67 Résolution 89/C 153/3 du 22.5.89, Journal Officiel des Communautés européennes n°C 153/3 du 21.6.89

68 Article R426-2-1 créé par décret n°2009-238 du 27 février 2009 - art. 3 relatif au service public de l'enseignement à distance - Sauf en ce qui concerne les élèves relevant de l'instruction obligatoire, l'inscription peut donner lieu au paiement de droits. Ceux-ci ne peuvent excéder le coût résultant des charges spécifiques à l'enseignement à distance.

La circulaire n° 2012-142 définit que « les élèves inscrits au CNED bénéficieront également de solutions d’accompagnement et de suivi dans les établissements du réseau départemental d’école et de collège de référence […] les modalités de mise en œuvre sont définies au niveau départemental, et sont gérées par convention de partenariat avec le CNED, à l’échelle de l’établissement, du département ou de l’académie », la classe CNED-EFIV de mon terrain est un de ces dispositifs d’accompagnement.

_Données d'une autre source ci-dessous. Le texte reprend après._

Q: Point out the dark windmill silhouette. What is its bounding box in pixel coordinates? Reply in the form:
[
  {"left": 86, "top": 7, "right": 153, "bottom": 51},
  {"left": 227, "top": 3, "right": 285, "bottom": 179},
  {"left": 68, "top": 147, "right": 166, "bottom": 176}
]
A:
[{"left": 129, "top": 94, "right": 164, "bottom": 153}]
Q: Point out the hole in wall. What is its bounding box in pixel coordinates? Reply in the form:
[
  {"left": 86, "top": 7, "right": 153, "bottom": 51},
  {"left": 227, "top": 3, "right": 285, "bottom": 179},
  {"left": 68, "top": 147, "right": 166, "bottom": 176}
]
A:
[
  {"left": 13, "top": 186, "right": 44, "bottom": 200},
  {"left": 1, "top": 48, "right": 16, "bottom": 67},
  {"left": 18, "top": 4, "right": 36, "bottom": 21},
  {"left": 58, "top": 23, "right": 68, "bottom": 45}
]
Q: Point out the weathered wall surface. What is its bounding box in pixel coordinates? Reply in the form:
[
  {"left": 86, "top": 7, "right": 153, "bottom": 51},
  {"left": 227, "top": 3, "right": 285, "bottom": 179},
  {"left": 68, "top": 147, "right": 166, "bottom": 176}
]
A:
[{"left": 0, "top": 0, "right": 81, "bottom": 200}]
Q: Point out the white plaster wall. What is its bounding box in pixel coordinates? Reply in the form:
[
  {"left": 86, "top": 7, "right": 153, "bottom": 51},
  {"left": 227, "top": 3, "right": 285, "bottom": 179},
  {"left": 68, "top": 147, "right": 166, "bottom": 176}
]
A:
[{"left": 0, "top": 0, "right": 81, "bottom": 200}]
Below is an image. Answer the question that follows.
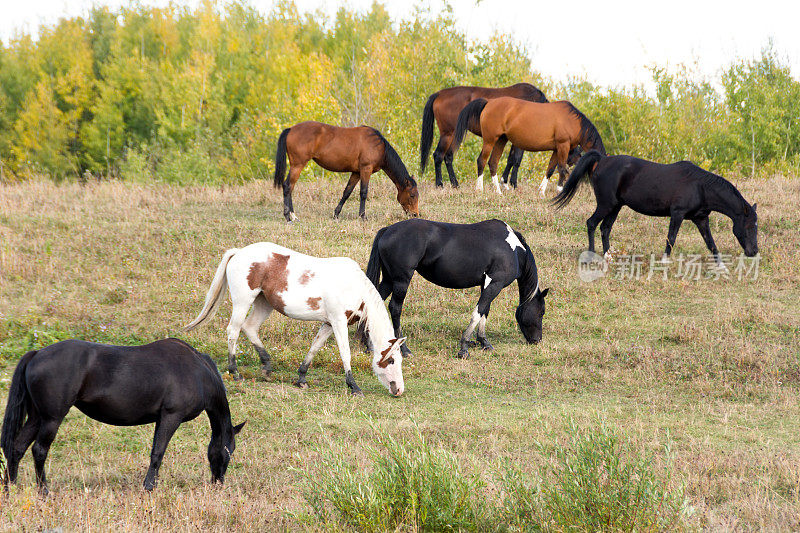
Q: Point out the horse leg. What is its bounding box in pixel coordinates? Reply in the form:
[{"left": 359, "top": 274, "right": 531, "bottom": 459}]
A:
[
  {"left": 444, "top": 150, "right": 458, "bottom": 189},
  {"left": 295, "top": 324, "right": 333, "bottom": 389},
  {"left": 333, "top": 172, "right": 359, "bottom": 218},
  {"left": 586, "top": 203, "right": 611, "bottom": 252},
  {"left": 692, "top": 215, "right": 728, "bottom": 270},
  {"left": 227, "top": 284, "right": 255, "bottom": 381},
  {"left": 433, "top": 135, "right": 450, "bottom": 189},
  {"left": 475, "top": 138, "right": 494, "bottom": 191},
  {"left": 600, "top": 205, "right": 622, "bottom": 255},
  {"left": 503, "top": 145, "right": 525, "bottom": 189},
  {"left": 662, "top": 210, "right": 686, "bottom": 261},
  {"left": 144, "top": 412, "right": 182, "bottom": 491},
  {"left": 3, "top": 411, "right": 41, "bottom": 487},
  {"left": 242, "top": 294, "right": 272, "bottom": 379},
  {"left": 458, "top": 275, "right": 503, "bottom": 358},
  {"left": 283, "top": 163, "right": 305, "bottom": 222},
  {"left": 555, "top": 143, "right": 569, "bottom": 192},
  {"left": 539, "top": 150, "right": 558, "bottom": 198},
  {"left": 389, "top": 280, "right": 412, "bottom": 357},
  {"left": 331, "top": 316, "right": 364, "bottom": 396},
  {"left": 32, "top": 417, "right": 64, "bottom": 496},
  {"left": 489, "top": 136, "right": 508, "bottom": 194},
  {"left": 358, "top": 168, "right": 372, "bottom": 220}
]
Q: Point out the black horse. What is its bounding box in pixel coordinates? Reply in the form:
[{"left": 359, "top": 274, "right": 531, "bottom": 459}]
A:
[
  {"left": 553, "top": 150, "right": 758, "bottom": 265},
  {"left": 367, "top": 219, "right": 549, "bottom": 357},
  {"left": 0, "top": 339, "right": 244, "bottom": 494}
]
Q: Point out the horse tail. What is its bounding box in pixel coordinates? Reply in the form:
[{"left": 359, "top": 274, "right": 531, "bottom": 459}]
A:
[
  {"left": 552, "top": 150, "right": 605, "bottom": 209},
  {"left": 451, "top": 98, "right": 489, "bottom": 152},
  {"left": 367, "top": 228, "right": 386, "bottom": 289},
  {"left": 272, "top": 128, "right": 292, "bottom": 188},
  {"left": 183, "top": 248, "right": 239, "bottom": 331},
  {"left": 419, "top": 92, "right": 439, "bottom": 177},
  {"left": 0, "top": 350, "right": 36, "bottom": 467}
]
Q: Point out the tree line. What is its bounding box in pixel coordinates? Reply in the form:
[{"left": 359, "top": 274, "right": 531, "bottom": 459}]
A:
[{"left": 0, "top": 0, "right": 800, "bottom": 183}]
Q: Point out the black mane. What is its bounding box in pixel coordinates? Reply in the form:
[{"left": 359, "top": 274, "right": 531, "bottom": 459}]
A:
[
  {"left": 370, "top": 128, "right": 417, "bottom": 188},
  {"left": 567, "top": 102, "right": 607, "bottom": 155}
]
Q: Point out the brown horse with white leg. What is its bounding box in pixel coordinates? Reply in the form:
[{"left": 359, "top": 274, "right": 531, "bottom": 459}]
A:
[
  {"left": 273, "top": 122, "right": 419, "bottom": 222},
  {"left": 453, "top": 98, "right": 606, "bottom": 195},
  {"left": 419, "top": 83, "right": 552, "bottom": 187}
]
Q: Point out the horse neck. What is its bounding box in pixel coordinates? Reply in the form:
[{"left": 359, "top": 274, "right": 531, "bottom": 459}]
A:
[
  {"left": 517, "top": 247, "right": 539, "bottom": 305},
  {"left": 364, "top": 280, "right": 394, "bottom": 357},
  {"left": 206, "top": 391, "right": 233, "bottom": 440},
  {"left": 703, "top": 178, "right": 745, "bottom": 219}
]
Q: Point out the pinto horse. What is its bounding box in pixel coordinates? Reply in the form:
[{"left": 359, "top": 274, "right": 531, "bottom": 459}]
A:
[
  {"left": 0, "top": 339, "right": 244, "bottom": 494},
  {"left": 367, "top": 219, "right": 549, "bottom": 357},
  {"left": 553, "top": 150, "right": 758, "bottom": 260},
  {"left": 186, "top": 242, "right": 405, "bottom": 396},
  {"left": 419, "top": 83, "right": 547, "bottom": 187},
  {"left": 453, "top": 98, "right": 606, "bottom": 196},
  {"left": 273, "top": 122, "right": 419, "bottom": 222}
]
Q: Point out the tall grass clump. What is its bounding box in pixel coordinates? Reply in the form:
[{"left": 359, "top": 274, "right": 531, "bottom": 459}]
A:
[
  {"left": 501, "top": 424, "right": 685, "bottom": 531},
  {"left": 296, "top": 433, "right": 493, "bottom": 531}
]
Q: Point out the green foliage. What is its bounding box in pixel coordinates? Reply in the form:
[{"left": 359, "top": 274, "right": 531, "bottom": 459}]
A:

Si la circulaire n° 2017-056, qui traite le sujet de l’instruction dans la famille, stipule qu’il faut lutter contre l’inscription au CNED pour les sédentaires (à la différence des itinérants pour qui le recours au CNED est possible), les inscriptions sont toujours en nombre important pour les non-itinérants. Les demandes d’inscriptions au CNED sur simple attestation sur l'honneur des familles, même si les enfants ont fréquenté le même établissement scolaire durant toute leur scolarisation élémentaire, sont très souvent acceptées par la Direction des Services Départementaux de l’Éducation Nationale (DSDEN), ce que j’ai également observé sur mon terrain.